Ich habe bisher immer gute Fänge in höhe Staberhuk und Meeschendorf gehabt, musst dann aber auf 18-20 meter tiefe gehen.


----------



## Forellenhunter (2. September 2006)

*AW: Fänge rund um Fehmarn ?*



Diddipo schrieb:


> Ich habe bisher immer gute Fänge in höhe Staberhuk und Meeschendorf gehabt, musst dann aber auf 18-20 meter tiefe gehen.


Das war bei mir letztes jahr auch so, allerdings in Tiefen zw. 8-10m, habe allerdings gehört, das da derzeit nicht so viel los ist. Nun gut, in 5 Tagen bin ich schlauer.
Grüße
FH


----------



## Diddipo (3. September 2006)

*AW: Fänge rund um Fehmarn ?*

Hallo,
ich bin gestern auf Fehmarn eingetrudelt, Regen.
Heute, Regen und für Montag sieht es auch nicht besser aus.
Ab Dienstag soll es besser werden, auch mit dem Wind.
Naja, schaun wir mal, an der Ansteuerungstonne und Tonne 5 solls wieder Dorsche geben.


----------



## Carptigers (8. September 2006)

*AW: Fänge rund um Fehmarn ?*

Und konntest du bis jetzt einige Fische dem Salzwasser entlocken ?


----------



## HD4ever (8. September 2006)

*AW: Fänge rund um Fehmarn ?*

werd morgen auch mal die Richtung fahren ..... 
mal sehen was so gehen wird ....  |rolleyes
gibts was aktuelles von der Dorschlage ;+


----------



## didi_superangler (8. September 2006)

*AW: Fänge rund um Fehmarn ?*

Hallo
MS Antaris Top Schiff Fährt von Ort aus zum Fischen
Gruss didi_superangler


----------



## didi_superangler (8. September 2006)

*AW: Fänge rund um Fehmarn ?*

Hallo 
in zwei wochen kann der dorsch schon wieder auf 14m sein
dann gehts wieder rund , nur leichtes werkzeug.
gruss didi_superangler


----------



## Diddipo (9. September 2006)

*AW: Fänge rund um Fehmarn ?*



Carptigers schrieb:


> Und konntest du bis jetzt einige Fische dem Salzwasser entlocken ?

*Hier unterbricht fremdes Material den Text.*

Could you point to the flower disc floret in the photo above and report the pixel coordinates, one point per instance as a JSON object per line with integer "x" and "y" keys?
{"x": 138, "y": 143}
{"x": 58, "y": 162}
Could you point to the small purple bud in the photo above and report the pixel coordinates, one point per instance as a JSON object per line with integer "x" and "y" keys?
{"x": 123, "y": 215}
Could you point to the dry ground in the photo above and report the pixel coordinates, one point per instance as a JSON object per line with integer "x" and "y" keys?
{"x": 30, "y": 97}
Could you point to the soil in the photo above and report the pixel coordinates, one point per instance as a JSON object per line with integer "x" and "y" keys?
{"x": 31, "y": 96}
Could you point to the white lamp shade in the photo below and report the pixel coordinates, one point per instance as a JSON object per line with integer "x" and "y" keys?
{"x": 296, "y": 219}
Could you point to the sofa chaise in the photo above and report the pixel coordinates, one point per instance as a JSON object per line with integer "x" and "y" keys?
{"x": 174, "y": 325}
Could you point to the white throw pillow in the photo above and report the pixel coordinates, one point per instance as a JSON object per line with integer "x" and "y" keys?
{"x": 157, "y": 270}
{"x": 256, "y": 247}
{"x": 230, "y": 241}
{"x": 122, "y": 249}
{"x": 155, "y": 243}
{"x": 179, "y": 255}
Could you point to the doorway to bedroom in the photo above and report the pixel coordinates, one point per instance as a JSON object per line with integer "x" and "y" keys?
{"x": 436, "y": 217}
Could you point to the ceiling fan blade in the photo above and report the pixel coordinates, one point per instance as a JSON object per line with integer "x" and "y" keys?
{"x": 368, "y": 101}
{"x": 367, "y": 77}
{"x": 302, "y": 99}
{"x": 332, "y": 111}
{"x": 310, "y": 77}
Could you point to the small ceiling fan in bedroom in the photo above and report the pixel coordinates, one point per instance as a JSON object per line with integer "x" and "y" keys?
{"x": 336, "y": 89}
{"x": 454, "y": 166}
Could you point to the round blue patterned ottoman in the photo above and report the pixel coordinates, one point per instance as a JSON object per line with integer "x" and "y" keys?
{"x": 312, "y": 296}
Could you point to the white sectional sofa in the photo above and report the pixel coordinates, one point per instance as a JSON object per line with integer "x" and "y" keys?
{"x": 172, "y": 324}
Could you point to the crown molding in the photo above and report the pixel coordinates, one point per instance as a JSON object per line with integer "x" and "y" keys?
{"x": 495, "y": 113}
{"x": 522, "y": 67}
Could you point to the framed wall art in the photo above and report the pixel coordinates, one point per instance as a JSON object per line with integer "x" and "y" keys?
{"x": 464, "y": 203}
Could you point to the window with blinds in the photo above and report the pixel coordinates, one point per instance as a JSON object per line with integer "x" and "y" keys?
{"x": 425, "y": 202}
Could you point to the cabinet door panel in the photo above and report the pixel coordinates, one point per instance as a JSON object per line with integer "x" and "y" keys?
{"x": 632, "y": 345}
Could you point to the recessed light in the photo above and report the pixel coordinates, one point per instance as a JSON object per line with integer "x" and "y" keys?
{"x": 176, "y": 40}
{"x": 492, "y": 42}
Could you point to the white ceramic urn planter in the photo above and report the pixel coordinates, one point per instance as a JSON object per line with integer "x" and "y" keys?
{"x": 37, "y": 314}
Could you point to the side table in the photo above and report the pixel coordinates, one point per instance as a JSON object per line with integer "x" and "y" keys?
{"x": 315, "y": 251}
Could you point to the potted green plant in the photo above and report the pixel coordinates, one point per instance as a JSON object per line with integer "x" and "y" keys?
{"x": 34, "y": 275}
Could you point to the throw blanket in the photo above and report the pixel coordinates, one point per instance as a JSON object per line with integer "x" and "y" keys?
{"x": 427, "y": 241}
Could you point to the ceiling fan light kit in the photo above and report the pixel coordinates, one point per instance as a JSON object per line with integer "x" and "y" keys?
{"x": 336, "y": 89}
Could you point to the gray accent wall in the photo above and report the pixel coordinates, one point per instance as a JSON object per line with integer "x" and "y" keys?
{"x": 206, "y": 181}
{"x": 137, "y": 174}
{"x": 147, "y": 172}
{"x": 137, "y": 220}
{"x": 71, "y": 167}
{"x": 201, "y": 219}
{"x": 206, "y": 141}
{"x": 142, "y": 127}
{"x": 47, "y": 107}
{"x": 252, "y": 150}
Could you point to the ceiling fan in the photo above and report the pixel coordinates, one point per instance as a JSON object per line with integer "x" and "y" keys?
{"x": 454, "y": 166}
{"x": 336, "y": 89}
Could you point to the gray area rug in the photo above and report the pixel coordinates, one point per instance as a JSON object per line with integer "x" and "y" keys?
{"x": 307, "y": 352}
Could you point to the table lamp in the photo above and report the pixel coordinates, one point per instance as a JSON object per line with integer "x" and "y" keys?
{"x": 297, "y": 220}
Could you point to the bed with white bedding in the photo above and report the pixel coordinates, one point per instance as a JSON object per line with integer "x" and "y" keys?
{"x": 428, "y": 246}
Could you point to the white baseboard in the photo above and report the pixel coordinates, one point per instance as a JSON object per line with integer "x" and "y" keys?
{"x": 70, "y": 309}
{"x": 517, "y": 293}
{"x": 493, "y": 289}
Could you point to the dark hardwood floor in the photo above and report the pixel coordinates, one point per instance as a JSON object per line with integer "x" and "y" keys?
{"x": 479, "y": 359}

Am Mittwoch hatte ich 4 Dorsche und 3 Platte, in der nähe der Ansteuerungstonne auf 20m tiefe.
Am Freitag hatte ich 8 Dorsche an Tonne 5, in der nähe vom Flügger Strand, siehe Bild


----------



## didi_superangler (9. September 2006)

*AW: Fänge rund um Fehmarn ?*

Hallo
Die Tonne 5 liegt Nördlich von Westermarkelsdorf Tiefe 24 m
Im moment kein guter Angelplatz.
Ich fange im Raum To4 / wk 16 - 21 m .
Große Dorsche auch viele kleine und auch Wittlinge.
Gruss didi_superangler


----------



## Diddipo (9. September 2006)

*AW: Fänge rund um Fehmarn ?*



didi_superangler schrieb:


> Hallo
> Die Tonne 5 liegt Nördlich von Westermarkelsdorf Tiefe 24 m
> Im moment kein guter Angelplatz.
> Ich fange im Raum To4 / wk 16 - 21 m .
> ...



Ja richtig, ich war so zwischen Bojendorf u. Westermarkelsdorf auf 7-10m tiefe.


----------



## Carptigers (9. September 2006)

*AW: Fänge rund um Fehmarn ?*

Na das hört sich ja ganz gut an.... Werde morgen hochfahren und ein mal mit dem Kutter raus und ein bis zwei mal mit dem Boot, vielleicht kommt ja Schütti mit ?! #h


----------



## didi_superangler (10. September 2006)

*AW: Fänge rund um Fehmarn ?*

Hallo
In 7 - 10m ist im moment nur Platte.
Unterland ist noch kein Dorsch.
Gruss didi_superangler


----------



## mefohunter84 (10. September 2006)

*AW: Fänge rund um Fehmarn ?*

*P L A T T E * ???

*L e g g e r  !!!*

|muahah:   #g   |laola:


----------



## kevkeding (10. September 2006)

*AW: Fänge rund um Fehmarn ?*

"Nur Platte"?? ...kann ich bestätigen .

Es soll Leute geben, die mögen "Platte":l + auch darauf angeln. Und wer dazu gehört, sollte sein Glück derzeit mal im Sund versuchen (bei 8 - 10 m).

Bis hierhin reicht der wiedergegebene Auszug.